Répondre à la question « Que veut-on faire ? » revient donc à replacer la politique propre d'un établissement, en fonction de ses contraintes particulières, dans ce mouvement général. Les deux questions « Qu'allons-nous faire ? » et « Comment allons-nous le faire ? » ressortent directement des préoccupations du marketing dont la stratégie est la préoccupation première et qui a élaboré des outils pour faciliter leur réponse. Il s'agit principalement du « positionnement », du « marketing-mix » et du « plan-marketing ». Nous allons ici interroger plus particulièrement les deux premiers outils en tentant toujours de les adapter à notre domaine.

Le positionnement

Le positionnement définit l'identité de la structure. Qui est-on par rapport aux autres ? Quel service rend-on que les autres ne rendent pas ? Il s'appuie sur l'analyse de l'environnement fonctionnel pour préciser la place exacte où l'on se trouve. Il reprendra donc logiquement les trois moments de cette analyse en positionnant la bibliothèque ou le centre de documentation par rapport à leur tutelle, leur partenaire ou concurrent et leurs usagers. Ces trois positionnements sont étroitement liés: nous avons insisté sur la complexité et l'ambiguïté des relations qui se nouent entre ces trois pôles et les services d'information. Néanmoins leur nature différente oblige à un raisonnement distinct.

Tutelles

Le marketing n'a pas, semble-t-il, produit de réflexion ni d'outils sur le positionnement par rapport aux tutelles. Aussi nous en tiendrons-nous à quelques illustrations. Une bibliothèque municipale peut souhaiter être considérée par les élus locaux plutôt comme un service culturel ou plutôt comme un service urbain. Dans le premier cas, elle profitera de tout le prestige et de l'aura conférée aux activités artistiques et culturelles et sera comparée dans les bilans fonctionnels et financiers aux Maisons de la culture, théâtres ou musées. Mais elle héritera aussi de la fragilité budgétaire de ces activités, considérées traditionnellement comme dispendieuses et régulièrement premières victimes des restrictions financières. Inversement, le choix du deuxième positionnement conduit à rapprocher les bibliothèques de la voirie, des services des eaux ou des pompes funèbres. L'avantage est de se retrouver parmi les services primaires et donc de ne pas craindre de coupure budgétaire, mais l'inconvénient est un oubli de la spécificité culturelle de l'activité. Bien entendu ces deux positionnements ne sont pas les seuls envisageables. L'exemple célèbre de la Bibliothèque centrale de prêt de l'Ardèche, qui fait fonction de service de communication pour le Conseil général, illustre une autre voie encore...

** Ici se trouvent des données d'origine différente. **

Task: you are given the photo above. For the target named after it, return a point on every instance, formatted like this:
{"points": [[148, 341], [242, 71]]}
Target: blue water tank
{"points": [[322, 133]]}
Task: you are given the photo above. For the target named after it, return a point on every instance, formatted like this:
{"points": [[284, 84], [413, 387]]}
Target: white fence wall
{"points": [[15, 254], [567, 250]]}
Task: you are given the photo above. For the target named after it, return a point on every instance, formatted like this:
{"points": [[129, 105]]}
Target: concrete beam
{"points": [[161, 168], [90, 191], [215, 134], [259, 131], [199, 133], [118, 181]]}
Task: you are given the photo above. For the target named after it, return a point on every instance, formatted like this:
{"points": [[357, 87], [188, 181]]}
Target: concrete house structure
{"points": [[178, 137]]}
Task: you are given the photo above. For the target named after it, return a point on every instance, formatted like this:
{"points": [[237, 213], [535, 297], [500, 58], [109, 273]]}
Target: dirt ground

La question des bibliothèques d'UFR 1 ou de laboratoire dans les universités renvoie à un autre aspect du problème : concentration/déconcentration, maîtrise du développement. En ce qui concerne la documentation en entreprise, le clivage entre opérationnel et stratégique, la place dans l'organigramme relèvent d'un positionnement dans la structure.

Partenaires

Pour positionner nos organisations par rapport à leurs partenaires ou concurrents, il est nécessaire de reprendre la carte documentaire que nous avons réalisée dans l'analyse de l'environnement. Que fait-on qui n'est pas, peu ou mal fait par ailleurs ? Le marketing a développé plusieurs outils pour positionner une entreprise par rapport à sa concurrence. Ils sont bien sûr très marqués par un souci de rentabilité commerciale. Pourtant, sans tenter de les plaquer trop brutalement, certains de ces outils peuvent nous être utiles. Evoquons ici simplement le diagramme mis au point par le Boston Consulting Group (cf. tabl.) qui permet de classer le portefeuille d'activité d'une entreprise : pour nous, il s'agira des services offerts, par rapport à leur perspective de croissance.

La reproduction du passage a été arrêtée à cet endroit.